Avec le tram rapide, Willebroek ne sera plus qu’à 35 minutes de Bruxelles Nord

Il y aura bien une ligne de tram rapide le long de l'autoroute A12. Le chantier du "sneltram" devrait débuter dans le courant de l'année 2023. Le Conseil d'État a rejeté les recours de plusieurs parties, mettant fin à la contestation du projet. Les permis nécessaires peuvent maintenant être introduits et un entrepreneur va être désigné. Cela impliquera un investissement de quelque 450 millions d'euros.

En 2018, le gouvernement flamand a élaboré un nouveau plan régional d'aménagement du territoire (GRUP), qui comprend également l'infrastructure pour le trajet du tram rapide le long de l'A12, puis jusqu'à la gare du Nord. Cependant, deux recours avaient été introduits contre l’installation de ce tram rapide, le premier par une entreprise de Willebroek et l’autre par un particulier de Meise. Un arrêt du Conseil d'Etat a finalement donné raison au gouvernement flamand à la fin de l'année dernière.

Les travaux de construction de ce tram à grande vitesse entre Willebroek et Bruxelles-Nord peuvent donc commencer. C'est une bonne nouvelle, car il n'existe aucune alternative à la voiture le long de l'autoroute A12, (Anvers-Boom- Bruxelles) et avec ce tram cela pourrait changer.

"Dans le Vlaamse Rand, la périphérie flamande de Bruxelles, il y a peu de transports en commun, du moins le long de l'axe de l'A12", explique Marijn Struyf, responsable des grands travaux d'infrastructure en Flandre. "Si vous devez prendre le train pour Bruxelles-Nord via la zone de Willebroek, ce n'est pas vraiment une alternative intéressante. Car vous devez passer par Malines ou Termonde."

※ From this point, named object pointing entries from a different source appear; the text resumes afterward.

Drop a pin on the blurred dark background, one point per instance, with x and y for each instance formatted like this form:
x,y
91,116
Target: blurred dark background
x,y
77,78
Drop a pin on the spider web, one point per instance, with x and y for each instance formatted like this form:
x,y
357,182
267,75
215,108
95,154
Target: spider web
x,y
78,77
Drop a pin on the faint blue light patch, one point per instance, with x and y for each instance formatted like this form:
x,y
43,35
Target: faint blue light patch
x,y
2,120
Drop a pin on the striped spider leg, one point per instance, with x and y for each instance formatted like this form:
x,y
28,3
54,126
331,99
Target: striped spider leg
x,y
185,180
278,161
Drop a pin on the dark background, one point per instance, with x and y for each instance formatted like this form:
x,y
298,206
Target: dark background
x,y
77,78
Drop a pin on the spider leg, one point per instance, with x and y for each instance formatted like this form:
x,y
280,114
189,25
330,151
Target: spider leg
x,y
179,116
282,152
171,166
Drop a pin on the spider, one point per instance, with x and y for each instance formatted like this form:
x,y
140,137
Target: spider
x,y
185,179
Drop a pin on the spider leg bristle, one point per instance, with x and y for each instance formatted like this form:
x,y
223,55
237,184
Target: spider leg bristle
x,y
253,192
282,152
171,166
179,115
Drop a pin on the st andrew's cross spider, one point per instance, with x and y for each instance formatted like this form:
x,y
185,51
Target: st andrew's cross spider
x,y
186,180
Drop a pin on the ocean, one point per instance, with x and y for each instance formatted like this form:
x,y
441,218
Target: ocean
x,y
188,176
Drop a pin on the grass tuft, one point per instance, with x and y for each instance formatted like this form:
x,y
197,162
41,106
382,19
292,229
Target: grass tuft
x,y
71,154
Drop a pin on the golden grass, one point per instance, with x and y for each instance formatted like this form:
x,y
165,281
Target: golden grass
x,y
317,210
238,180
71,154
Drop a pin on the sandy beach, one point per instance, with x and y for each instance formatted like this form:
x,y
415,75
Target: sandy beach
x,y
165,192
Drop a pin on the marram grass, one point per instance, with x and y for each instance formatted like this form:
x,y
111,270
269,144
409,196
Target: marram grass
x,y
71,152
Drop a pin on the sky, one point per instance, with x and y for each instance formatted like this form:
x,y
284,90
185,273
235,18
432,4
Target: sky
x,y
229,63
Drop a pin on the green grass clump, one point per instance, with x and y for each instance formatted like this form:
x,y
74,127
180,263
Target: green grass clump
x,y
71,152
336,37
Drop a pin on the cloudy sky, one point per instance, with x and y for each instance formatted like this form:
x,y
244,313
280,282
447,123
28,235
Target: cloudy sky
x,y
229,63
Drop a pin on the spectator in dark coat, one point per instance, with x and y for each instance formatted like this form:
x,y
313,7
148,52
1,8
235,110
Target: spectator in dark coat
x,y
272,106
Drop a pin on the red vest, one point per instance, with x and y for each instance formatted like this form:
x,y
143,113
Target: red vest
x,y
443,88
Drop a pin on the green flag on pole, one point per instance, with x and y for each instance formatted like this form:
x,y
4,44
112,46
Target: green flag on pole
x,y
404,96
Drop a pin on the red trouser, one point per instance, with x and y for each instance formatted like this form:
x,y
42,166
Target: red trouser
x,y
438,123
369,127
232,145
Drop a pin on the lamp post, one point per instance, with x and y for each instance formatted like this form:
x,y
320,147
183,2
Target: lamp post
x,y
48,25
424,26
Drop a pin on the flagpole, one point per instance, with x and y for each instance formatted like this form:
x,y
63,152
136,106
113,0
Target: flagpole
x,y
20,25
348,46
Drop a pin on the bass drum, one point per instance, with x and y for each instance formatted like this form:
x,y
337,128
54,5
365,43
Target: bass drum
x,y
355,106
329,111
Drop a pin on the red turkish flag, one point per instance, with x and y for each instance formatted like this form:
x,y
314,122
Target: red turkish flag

"Une amélioration pour les navetteurs"

Ce tram rapide sera une véritable amélioration pour les navetteurs qui sont aujourd'hui coincés avec leur voiture dans les embouteillage sur l'A12 ou à Bruxelles, estime Marijn Struyf. "Ils pourront bientôt se rendre de Willebroek (Anvers) à Bruxelles-Nord en 35 minutes, facilement en transports en commun".
Le tram rapide représente un investissement d'environ 450 millions d'euros. Le projet sera réalisé grâce à des partenariats public-privé.